La boisson, cet étrange vin vert, lui faisait nettement plus d’effet qu’il ne s’y était attendu. Un seul verre, une unique flûte, et voilà que la pièce tournait autour de lui. Dirk t’Larien eut bien du mal à se lever. Le discours insensé qui lui parvenait aux oreilles ne faisait que l’embrouiller davantage. Ce que Ruark disait, cependant, semblait par trop cohérent – il était vraiment en train de lui expliquer quelque chose d’important. Tout était très clair, parfaitement logique ; ce qu’il devait faire allait presque de soi. À moins que… La pièce tournoyait en tous sens, tour à tour obscure et lumineuse. Dirk prenait une décision, pour la seconde d’après revenir dessus. Que devait-il faire ? Quelque chose. Faire quelque chose pour Gwen. Il devait découvrir la vérité tapie derrière les apparences, puis…

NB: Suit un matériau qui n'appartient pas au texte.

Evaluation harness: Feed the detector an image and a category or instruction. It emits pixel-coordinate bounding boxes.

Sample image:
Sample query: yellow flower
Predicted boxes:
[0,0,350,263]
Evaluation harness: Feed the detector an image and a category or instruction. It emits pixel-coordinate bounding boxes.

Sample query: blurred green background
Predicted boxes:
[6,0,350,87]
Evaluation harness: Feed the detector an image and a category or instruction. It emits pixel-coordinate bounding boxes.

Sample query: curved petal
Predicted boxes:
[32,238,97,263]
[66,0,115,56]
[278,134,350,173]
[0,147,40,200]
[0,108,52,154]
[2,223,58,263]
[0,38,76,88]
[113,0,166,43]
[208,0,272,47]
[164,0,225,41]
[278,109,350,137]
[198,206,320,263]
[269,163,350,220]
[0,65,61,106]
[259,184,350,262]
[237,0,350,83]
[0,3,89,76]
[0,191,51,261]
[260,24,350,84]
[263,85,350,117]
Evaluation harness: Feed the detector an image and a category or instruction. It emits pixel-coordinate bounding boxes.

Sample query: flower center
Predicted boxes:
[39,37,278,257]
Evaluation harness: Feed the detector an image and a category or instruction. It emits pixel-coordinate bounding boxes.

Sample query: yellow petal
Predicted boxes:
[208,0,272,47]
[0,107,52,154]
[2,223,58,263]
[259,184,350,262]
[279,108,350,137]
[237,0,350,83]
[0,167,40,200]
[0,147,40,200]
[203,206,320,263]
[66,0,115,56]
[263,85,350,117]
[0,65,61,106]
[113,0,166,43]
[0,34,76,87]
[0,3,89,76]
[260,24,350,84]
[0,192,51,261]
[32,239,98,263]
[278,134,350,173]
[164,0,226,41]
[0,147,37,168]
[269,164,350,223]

Il porta une main à son front. Ses sourcils étaient couverts de perles de sueur sous les boucles emmêlées de ses cheveux bruns. Ruark se leva brusquement, le visage déformé par l’inquiétude. « Oh, le vin vous a rendu malade ! Pauvre idiot que je suis ! C’est ma faute. Du vin des mondes extérieurs, et un estomac d’Avalon. Vous devez absolument manger quelque chose. Oui, il vous faut de la nourriture. » Le Kimdissi se hâta de sortir de la pièce, frôlant la plante au passage – les feuilles noires se mirent à danser derrière lui.
Dirk demeura immobile sur sa chaise. Des plats et des pichets s’entrechoquaient dans le lointain, mais il n’y prêtait pas la moindre attention. Il était toujours en sueur, son front se plissait sous le poids de pensées étrangement confuses. Toute logique semblait l’avoir abandonné, les choses les plus simples s’évanouissaient lorsqu’il essayait d’en comprendre la signification. Des rêves morts ressuscitaient dans son esprit enfiévré, des étouffeurs y tournoyaient, la Roue brûlait de tous ses feux au-dessus des bois de Worlorn à nouveau en fleur. Il pourrait déclencher tout cela, obliger ce monde à s’éveiller, mettre un terme aux longues ténèbres et retrouver sa Jenny, sa Guenièvre. Oui, oui, il le pourrait !
Dirk avait quelque peu retrouvé ses esprits lorsque Ruark revint avec des couverts et des bols de fromage frais, des tubéreuses rouges et de la viande chaude. Il prit les bols et se mit à manger, encore un peu hébété, tandis que son hôte poursuivait son bavardage. Demain, se promit-il. Au petit déjeuner. Il leur parlerait, leur arracherait la vérité. Ensuite, il pourrait agir. Oui, demain…
« … que je n’ai pas l’intention de vous insulter, disait Vikary. Vous n’êtes pas quelqu’un de stupide, Lorimaar, mais je crois qu’en l’occurrence vous agissez stupidement. »
Dirk s’immobilisa sur le pas de la porte, la lourde porte de bois qu’il avait poussée sans réfléchir. Trois personnes se retournèrent aussitôt – Vikary, quant à lui, acheva d’abord sa phrase. Quand ils s’étaient séparés, la veille au soir, Gwen avait dit à t’Larien de monter prendre son petit déjeuner avec eux. Elle n’avait invité que lui, étant donné que Ruark et les Kavalars préféraient s’éviter autant que possible. Il n’était ni en avance, ni en retard : l’aube venait à peine de se lever. Mais jamais il n’aurait pu anticiper la scène qui l’attendait.
Ils étaient quatre, dans la salle de séjour caverneuse. Gwen, les cheveux en bataille et les yeux ensommeillés, était assise sur le bord d’un divan bas en bois et en cuir, en face des gargouilles qui montaient la garde sur la cheminée. Garse Janacek se tenait derrière elle, bras croisés, sourcils froncés, tandis que Vikary se disputait avec un inconnu près de l’âtre. Les trois hommes, revêtus d’habits de cérémonie, étaient armés. Janacek portait des jambières et une chemise gris anthracite clair, avec un col haut et une double rangée de boutons d’acier noir qui descendaient le long de sa poitrine. La manche droite avait été raccourcie pour laisser apparaître le lourd bracelet de fer et de pierrelueur, qui luisait faiblement. La chemise de Vikary, quant à elle, ne comportait pas de boutons : son échancrure formait un V qui descendait presque jusqu’à la ceinture. Un médaillon de jade pendait à une chaînette de fer sur sa poitrine hâlée.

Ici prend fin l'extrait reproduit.